In a further sign that the once-powerful Ministry of Railways is losing its monopolistic grip, Shanxi Energy & Transport Investment announced it would invest in rail projects where the ministry will take a smaller share than usual.
Shanxi Energy, wholly owned by the Shanxi provincial government, will invest in five rail projects with a total investment of 218.72 billion yuan (HK$267.8 billion). Shanxi Energy's share is 33.2 billion yuan, of which 12.3 billion yuan has been invested and the rest will be invested in the next three years. The firm plans to issue 1.7 billion yuan of five-year bonds to repay debt and replenish working capital.
The company, the ministry and local governments will jointly invest in these five projects, the bond prospectus says.

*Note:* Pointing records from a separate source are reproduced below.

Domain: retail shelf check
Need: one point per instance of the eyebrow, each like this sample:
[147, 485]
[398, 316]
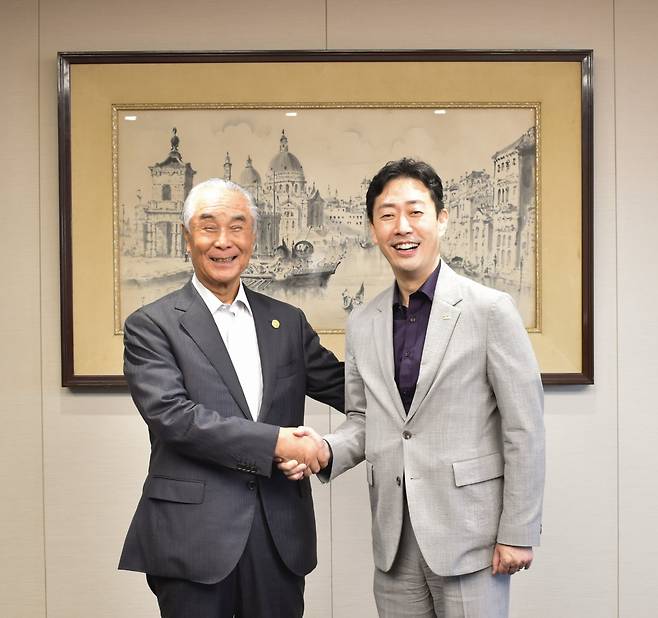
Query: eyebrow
[210, 216]
[393, 204]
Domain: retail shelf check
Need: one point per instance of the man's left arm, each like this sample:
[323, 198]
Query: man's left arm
[514, 376]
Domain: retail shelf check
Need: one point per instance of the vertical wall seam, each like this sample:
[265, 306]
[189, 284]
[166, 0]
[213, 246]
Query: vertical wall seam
[617, 344]
[40, 304]
[326, 24]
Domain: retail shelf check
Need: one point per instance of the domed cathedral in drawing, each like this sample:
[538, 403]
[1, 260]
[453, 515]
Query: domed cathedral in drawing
[171, 181]
[287, 208]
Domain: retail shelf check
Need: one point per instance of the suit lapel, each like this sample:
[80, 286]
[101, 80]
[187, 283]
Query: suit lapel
[441, 325]
[201, 327]
[382, 335]
[268, 337]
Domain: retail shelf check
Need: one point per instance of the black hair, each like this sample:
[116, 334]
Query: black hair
[405, 168]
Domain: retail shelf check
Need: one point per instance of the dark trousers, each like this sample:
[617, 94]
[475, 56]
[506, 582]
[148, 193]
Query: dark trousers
[260, 586]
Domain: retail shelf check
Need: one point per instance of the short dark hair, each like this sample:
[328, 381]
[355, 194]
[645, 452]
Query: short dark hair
[405, 168]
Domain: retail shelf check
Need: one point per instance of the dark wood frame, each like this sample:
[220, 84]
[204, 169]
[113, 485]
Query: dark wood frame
[66, 59]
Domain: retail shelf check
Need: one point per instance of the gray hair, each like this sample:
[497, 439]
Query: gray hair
[211, 191]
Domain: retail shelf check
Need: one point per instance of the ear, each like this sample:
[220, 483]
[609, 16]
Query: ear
[372, 235]
[188, 239]
[442, 221]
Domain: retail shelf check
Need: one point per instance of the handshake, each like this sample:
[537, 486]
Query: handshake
[300, 451]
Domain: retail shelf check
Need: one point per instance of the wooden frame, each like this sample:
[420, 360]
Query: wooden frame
[559, 82]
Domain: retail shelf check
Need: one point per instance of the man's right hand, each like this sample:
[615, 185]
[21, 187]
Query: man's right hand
[295, 469]
[296, 444]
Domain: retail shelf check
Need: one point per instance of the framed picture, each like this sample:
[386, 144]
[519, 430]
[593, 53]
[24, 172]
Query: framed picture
[303, 132]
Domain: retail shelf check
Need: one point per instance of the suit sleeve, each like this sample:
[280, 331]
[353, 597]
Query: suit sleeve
[514, 376]
[348, 442]
[325, 376]
[157, 387]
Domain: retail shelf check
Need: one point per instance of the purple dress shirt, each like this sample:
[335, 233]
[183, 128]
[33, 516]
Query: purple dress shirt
[409, 330]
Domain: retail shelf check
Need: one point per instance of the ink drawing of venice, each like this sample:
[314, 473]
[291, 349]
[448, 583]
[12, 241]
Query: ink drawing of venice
[308, 171]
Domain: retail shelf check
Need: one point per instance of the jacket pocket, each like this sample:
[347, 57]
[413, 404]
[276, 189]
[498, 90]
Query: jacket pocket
[175, 490]
[477, 470]
[370, 473]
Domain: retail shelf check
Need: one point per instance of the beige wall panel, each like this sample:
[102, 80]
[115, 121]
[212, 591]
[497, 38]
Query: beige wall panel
[173, 25]
[637, 197]
[317, 596]
[352, 562]
[22, 591]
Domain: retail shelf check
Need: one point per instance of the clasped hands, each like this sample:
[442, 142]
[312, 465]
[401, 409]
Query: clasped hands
[300, 451]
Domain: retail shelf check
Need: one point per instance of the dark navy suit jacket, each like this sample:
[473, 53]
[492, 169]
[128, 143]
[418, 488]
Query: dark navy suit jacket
[210, 462]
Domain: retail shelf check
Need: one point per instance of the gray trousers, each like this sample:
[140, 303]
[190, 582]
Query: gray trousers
[411, 590]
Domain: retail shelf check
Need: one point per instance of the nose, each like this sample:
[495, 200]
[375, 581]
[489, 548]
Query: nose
[404, 226]
[222, 240]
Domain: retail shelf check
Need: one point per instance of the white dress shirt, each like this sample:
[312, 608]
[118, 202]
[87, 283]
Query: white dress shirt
[235, 323]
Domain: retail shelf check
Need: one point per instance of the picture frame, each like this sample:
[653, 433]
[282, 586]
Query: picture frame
[94, 85]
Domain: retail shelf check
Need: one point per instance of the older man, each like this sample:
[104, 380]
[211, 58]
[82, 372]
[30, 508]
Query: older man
[219, 373]
[444, 401]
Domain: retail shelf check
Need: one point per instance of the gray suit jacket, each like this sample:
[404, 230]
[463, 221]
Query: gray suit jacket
[211, 464]
[470, 453]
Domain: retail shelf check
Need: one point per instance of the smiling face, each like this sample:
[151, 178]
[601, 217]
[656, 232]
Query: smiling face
[220, 241]
[406, 228]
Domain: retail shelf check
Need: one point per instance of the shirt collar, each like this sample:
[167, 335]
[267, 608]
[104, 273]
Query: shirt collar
[427, 289]
[213, 303]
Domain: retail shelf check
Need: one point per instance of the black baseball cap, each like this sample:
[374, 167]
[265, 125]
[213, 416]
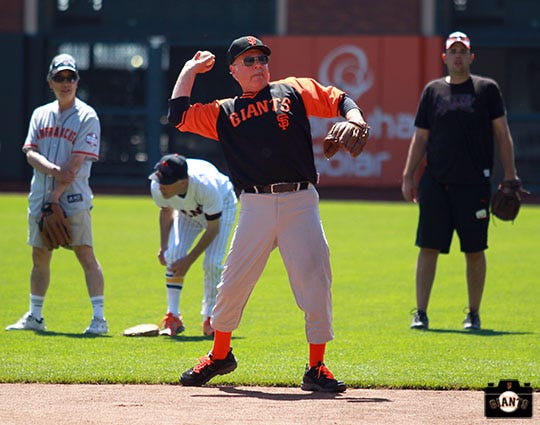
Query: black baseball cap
[243, 44]
[458, 37]
[62, 62]
[170, 169]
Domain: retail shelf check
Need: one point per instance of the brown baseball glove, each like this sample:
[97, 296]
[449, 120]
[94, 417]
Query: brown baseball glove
[54, 226]
[506, 202]
[347, 134]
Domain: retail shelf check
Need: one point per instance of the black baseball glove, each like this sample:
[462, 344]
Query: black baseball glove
[54, 226]
[506, 202]
[349, 135]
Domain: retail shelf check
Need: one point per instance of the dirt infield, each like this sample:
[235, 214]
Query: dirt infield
[166, 404]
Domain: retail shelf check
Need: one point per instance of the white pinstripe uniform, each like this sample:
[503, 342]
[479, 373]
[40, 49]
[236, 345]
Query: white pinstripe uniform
[57, 135]
[209, 193]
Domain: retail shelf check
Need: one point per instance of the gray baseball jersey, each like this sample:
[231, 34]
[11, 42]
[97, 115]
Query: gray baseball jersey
[57, 135]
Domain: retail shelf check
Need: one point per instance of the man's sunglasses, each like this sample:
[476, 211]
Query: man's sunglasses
[250, 60]
[60, 79]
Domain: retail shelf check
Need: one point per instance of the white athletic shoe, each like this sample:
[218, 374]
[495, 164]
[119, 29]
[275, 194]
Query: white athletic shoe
[27, 322]
[97, 326]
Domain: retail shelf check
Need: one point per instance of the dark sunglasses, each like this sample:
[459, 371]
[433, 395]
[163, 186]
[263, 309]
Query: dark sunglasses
[250, 60]
[60, 79]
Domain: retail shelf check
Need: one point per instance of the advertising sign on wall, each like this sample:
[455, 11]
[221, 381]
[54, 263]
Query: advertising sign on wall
[384, 75]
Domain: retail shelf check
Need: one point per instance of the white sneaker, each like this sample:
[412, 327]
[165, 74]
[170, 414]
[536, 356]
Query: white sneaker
[27, 322]
[97, 326]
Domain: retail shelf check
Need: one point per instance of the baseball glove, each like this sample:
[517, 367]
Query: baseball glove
[54, 226]
[347, 134]
[506, 202]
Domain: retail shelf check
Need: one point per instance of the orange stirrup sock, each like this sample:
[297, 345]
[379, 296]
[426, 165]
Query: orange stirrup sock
[222, 344]
[316, 354]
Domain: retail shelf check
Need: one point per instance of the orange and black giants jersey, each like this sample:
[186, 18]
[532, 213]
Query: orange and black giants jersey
[265, 136]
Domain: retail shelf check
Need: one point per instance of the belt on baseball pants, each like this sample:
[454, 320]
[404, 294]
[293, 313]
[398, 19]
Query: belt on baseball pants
[277, 187]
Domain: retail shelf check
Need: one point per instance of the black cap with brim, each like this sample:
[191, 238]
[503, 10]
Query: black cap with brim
[243, 44]
[170, 169]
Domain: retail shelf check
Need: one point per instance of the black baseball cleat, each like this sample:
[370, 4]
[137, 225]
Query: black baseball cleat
[420, 320]
[206, 369]
[319, 378]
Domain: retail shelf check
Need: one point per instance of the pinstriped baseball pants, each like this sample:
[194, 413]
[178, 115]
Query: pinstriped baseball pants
[181, 238]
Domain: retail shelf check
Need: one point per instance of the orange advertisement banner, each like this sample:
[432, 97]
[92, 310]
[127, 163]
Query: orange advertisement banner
[384, 75]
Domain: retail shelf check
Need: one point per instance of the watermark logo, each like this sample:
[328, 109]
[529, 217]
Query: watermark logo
[508, 400]
[347, 67]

"The joint rail investment model breaks many years of our nation's railway being invested in by only one entity [the railways ministry], stimulated the central and local governments to be more proactive in rail investments and broadened financing channels, thus diversifying rail investment," it says.
Previously, the ministry accounted for more than 90 per cent of rail investment.
One of the five projects is the 103.8 billion yuan central and southern Shanxi coal railway, with an annual freight capacity of 200 million tonnes. Spanning 1,260 kilometres from Watang city, Shanxi province, to Rizhao port in Shandong, it is the world's longest heavy freight railway and China's first dedicated heavy freight line. Construction will begin in 2014.